1. A composite structure of micro / nano gradient fibers and thin-film acoustic metamaterials, characterized in that: It includes a first gradient fiber layer, a second gradient fiber layer, and a thin-film acoustic metamaterial layer disposed between the first gradient fiber layer and the second gradient fiber layer, wherein: The first gradient fiber layer and the second gradient fiber layer are each composed of several layers of micro-nano gradient fiber layers; The thin-film acoustic metamaterial layer has a three-layer structure, including two outer layers and an intermediate layer disposed between the two outer layers. Each outer layer is a micro-nano gradient fiber layer with uniformly spaced through holes, and there are several layers of the micro-nano gradient fiber layer. The intermediate layer is a thin film, and a metal block is bonded to the center of the thin film located in the through holes. Low-frequency noise is absorbed by the vibration of the metal block on the thin film. The micro-nano gradient fiber layers that make up the first gradient fiber layer and the second gradient fiber layer, as well as the micro-nano gradient fiber layers in the thin film acoustic metamaterial layer, are all micro-nano fiber layers with an average pore size gradient distribution, used to absorb high-frequency noise. The micro-nano fiber layers are composed of micron fiber layers and nano fiber layers. The porosity of the micro-nano gradient fiber layer is 80%-95%; the average pore size of the micron fiber layer is 2-10 μm, and the average pore size of the nanofiber layer is 5-10 nm.

2. The composite structure of micro / nano gradient fibers and thin-film acoustic metamaterials according to claim 1, characterized in that: The micron fiber layer is a polypropylene fiber layer, a polyester fiber layer, or a polyethylene fiber layer, and the nanofiber layer is a polyacrylonitrile fiber layer or a polyvinyl alcohol fiber layer.

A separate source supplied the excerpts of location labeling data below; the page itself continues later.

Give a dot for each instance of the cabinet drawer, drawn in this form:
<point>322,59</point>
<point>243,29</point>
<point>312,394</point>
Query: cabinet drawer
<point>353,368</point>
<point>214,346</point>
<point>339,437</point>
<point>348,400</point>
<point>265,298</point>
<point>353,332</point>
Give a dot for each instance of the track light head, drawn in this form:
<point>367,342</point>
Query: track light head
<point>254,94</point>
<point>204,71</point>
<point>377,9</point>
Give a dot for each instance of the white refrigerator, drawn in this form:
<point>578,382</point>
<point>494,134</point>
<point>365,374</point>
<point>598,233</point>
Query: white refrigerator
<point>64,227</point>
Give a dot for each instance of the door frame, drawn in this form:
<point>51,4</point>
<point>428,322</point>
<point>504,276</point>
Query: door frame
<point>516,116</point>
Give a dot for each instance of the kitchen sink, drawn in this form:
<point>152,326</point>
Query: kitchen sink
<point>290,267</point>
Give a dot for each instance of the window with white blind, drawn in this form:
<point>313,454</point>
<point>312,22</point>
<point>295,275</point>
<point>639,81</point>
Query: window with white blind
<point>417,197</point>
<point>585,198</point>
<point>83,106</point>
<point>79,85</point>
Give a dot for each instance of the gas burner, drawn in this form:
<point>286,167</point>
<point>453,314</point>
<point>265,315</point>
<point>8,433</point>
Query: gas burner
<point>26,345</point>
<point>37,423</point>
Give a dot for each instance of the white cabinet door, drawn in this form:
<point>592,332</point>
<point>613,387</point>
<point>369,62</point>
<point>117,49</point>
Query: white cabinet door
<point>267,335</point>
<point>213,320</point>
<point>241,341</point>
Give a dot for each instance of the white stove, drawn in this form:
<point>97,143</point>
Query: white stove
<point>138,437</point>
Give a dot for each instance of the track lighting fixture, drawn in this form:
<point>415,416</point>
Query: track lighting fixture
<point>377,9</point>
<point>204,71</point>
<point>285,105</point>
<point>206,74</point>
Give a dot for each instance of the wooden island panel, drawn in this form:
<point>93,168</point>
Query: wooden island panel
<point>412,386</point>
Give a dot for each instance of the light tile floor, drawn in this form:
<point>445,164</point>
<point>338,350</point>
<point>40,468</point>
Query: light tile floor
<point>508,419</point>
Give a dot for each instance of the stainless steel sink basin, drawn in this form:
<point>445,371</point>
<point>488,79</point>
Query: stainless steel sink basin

3. The composite structure of micro / nano gradient fibers and thin-film acoustic metamaterials according to claim 1, characterized in that: The film is a polyimide film, a polyvinyl chloride film, or a polyethylene film.

4. The composite structure of micro / nano gradient fibers and thin-film acoustic metamaterials according to claim 1, characterized in that: The through-holes and small metal blocks are square or circular in shape.

5. The micro / nano gradient fiber and thin-film acoustic metamaterial composite structure according to any one of claims 1-4, characterized in that: There are one or more through holes.